We interviewed three founders from our portfolio, all of whom ran discovery experiments to find their product-market fit at different stages of their company’s development.

Here’s what they had to share:

Pre-MVP/customer discovery phase: Tiny Organics

Tiny Organics is a plant-based baby and toddler food company on a mission to shape childrens’ palates so they’ll choose and love vegetables from their earliest days.
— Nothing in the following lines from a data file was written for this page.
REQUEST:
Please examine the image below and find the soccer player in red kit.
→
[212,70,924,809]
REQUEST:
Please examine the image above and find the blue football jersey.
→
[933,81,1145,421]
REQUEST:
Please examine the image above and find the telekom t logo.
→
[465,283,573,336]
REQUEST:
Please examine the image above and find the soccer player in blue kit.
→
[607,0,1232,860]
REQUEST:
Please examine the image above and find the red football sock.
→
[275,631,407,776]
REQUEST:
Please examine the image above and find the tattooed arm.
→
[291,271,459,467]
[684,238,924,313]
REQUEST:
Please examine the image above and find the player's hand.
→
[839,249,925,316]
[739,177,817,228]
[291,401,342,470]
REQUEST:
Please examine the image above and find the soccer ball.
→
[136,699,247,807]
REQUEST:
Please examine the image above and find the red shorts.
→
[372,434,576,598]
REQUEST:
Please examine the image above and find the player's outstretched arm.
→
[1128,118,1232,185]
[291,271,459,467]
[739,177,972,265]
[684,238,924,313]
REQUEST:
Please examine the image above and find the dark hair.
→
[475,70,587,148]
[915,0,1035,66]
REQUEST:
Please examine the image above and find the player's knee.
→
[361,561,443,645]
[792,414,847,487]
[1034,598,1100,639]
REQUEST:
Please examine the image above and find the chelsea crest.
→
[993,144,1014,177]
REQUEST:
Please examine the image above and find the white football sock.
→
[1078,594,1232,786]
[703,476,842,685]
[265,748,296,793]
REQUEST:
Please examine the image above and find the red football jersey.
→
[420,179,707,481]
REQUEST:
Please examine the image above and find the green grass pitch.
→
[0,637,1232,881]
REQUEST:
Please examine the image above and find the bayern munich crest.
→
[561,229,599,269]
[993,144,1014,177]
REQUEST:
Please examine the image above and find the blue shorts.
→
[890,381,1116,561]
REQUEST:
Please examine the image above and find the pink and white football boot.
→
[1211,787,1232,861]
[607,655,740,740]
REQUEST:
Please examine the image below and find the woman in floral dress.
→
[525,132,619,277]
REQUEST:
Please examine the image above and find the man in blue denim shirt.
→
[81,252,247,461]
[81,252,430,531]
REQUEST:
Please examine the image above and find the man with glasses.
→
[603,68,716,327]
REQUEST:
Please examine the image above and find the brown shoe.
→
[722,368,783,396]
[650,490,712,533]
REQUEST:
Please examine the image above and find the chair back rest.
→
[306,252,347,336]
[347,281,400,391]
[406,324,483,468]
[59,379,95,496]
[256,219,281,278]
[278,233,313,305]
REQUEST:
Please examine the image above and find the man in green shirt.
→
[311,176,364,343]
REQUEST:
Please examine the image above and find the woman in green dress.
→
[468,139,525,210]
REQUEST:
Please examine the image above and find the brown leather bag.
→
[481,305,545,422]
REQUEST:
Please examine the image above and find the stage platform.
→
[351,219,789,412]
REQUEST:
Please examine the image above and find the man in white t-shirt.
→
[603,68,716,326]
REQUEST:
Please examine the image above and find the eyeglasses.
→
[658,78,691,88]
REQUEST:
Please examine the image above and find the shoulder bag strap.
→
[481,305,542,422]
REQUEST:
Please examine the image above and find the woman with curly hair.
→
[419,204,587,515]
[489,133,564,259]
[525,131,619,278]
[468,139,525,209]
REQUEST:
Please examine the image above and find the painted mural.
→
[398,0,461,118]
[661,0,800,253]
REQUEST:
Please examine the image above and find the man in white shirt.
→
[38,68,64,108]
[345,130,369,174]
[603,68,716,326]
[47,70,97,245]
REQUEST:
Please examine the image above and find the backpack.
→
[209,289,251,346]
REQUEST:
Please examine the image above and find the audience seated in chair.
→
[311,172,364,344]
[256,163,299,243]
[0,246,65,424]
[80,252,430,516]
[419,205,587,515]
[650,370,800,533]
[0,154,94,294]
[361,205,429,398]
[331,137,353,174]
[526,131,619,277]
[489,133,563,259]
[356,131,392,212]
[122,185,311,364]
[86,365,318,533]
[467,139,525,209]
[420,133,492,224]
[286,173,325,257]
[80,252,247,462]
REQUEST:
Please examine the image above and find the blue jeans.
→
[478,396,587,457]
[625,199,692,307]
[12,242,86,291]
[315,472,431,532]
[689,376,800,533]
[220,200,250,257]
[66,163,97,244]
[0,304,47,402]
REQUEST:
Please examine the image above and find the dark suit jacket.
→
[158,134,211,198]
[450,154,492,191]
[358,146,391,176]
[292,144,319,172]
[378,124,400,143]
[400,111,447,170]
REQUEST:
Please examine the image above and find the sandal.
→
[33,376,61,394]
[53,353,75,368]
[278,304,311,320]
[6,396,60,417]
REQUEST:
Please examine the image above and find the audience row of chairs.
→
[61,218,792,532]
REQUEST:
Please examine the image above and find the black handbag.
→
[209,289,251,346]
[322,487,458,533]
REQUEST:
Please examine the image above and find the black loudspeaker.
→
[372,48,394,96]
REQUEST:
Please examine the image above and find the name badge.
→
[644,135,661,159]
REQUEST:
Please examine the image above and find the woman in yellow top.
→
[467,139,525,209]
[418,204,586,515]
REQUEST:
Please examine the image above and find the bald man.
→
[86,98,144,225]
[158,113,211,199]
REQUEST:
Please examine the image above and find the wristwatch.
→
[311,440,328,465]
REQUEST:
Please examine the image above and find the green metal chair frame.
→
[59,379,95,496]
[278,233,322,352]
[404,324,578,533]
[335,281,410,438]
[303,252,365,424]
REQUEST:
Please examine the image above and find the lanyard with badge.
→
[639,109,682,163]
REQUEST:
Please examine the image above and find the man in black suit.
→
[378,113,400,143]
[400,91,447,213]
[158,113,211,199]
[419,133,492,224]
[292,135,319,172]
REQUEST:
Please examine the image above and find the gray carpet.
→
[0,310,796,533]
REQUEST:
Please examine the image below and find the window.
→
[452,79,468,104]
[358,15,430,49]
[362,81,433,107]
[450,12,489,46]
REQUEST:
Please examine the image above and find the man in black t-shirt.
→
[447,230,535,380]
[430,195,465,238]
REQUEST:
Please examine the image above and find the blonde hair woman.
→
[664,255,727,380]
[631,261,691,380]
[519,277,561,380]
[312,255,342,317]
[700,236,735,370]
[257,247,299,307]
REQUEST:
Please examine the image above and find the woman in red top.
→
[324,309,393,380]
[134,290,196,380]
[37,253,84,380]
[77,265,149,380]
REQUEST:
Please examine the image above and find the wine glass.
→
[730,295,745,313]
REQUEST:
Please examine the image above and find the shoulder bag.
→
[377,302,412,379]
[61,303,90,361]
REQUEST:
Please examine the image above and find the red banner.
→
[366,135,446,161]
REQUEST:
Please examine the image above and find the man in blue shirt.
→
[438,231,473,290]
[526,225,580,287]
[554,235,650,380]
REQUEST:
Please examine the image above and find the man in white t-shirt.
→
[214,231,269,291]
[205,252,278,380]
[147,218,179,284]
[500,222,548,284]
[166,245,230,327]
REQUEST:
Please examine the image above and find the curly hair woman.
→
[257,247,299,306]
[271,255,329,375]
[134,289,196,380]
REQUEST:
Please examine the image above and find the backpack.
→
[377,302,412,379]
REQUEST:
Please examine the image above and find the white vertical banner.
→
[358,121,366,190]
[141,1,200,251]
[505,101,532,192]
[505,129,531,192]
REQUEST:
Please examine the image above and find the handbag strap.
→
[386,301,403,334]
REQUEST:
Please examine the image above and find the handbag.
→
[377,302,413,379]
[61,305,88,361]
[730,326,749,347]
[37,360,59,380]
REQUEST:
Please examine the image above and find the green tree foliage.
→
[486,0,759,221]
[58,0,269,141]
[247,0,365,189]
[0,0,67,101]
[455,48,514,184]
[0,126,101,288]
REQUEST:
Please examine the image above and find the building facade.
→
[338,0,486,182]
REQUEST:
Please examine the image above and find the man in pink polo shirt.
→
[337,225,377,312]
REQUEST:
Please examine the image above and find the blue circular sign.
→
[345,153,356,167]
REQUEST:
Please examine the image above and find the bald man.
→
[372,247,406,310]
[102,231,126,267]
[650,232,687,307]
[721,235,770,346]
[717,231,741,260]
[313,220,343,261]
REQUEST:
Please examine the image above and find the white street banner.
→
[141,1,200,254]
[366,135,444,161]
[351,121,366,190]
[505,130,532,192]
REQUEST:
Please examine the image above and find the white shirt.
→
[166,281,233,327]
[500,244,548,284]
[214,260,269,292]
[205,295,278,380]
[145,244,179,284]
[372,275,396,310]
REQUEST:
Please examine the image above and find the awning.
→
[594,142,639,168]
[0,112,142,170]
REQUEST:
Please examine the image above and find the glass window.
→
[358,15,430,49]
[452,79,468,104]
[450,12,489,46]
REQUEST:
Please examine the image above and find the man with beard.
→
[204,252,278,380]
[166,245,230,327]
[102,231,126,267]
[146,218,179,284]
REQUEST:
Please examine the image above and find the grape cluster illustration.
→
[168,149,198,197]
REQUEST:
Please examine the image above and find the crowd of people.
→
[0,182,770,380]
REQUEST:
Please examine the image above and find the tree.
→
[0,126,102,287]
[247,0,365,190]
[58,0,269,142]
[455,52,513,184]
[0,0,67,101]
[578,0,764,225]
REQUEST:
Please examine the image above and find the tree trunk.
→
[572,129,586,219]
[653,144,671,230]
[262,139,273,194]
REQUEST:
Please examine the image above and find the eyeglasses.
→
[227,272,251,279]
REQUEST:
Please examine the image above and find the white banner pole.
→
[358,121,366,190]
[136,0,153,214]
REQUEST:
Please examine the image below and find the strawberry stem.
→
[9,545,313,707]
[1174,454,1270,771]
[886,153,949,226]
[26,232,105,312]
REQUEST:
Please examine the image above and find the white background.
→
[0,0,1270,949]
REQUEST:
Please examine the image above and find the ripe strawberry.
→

The company raised $11 million in their Series A in 2021 and is growing at over 500% annually.

Founders Sofia Laurell and Betsy Fore joined our venture studio as EIRs and went through a six-week discovery sprint. As Sofia explains, they knew they wanted to build something to make parents’ lives easier and threw a lot of initial ideas at the wall from the Finnish baby box 2.0 (Sofia is Finnish) to an easier way to create Instagrammable baby pictures.

They went through multiple exercises to test the viability of new parents’ most pressing and urgent needs:

  • Conduct a “Start with Why” exercise
  • Define the “Jobs to be Done”
  • Create a lean canvas for each (viable) concept
  • Define the user journeys
  • Conduct user surveys using platforms like pollfish.com and 1Q (instant survey tool)
  • Identify and define their customer personas
  • Conduct customer interviews and synthesize them
  • Construct concept prototypes

They also met prospective customers, conducting a focus group of 10-15 moms. When the founders asked them to text them what they were feeding their children along with pictures for a week, they realized the lack of healthy finger foods in the market, thus sparking the idea for Tiny Organics.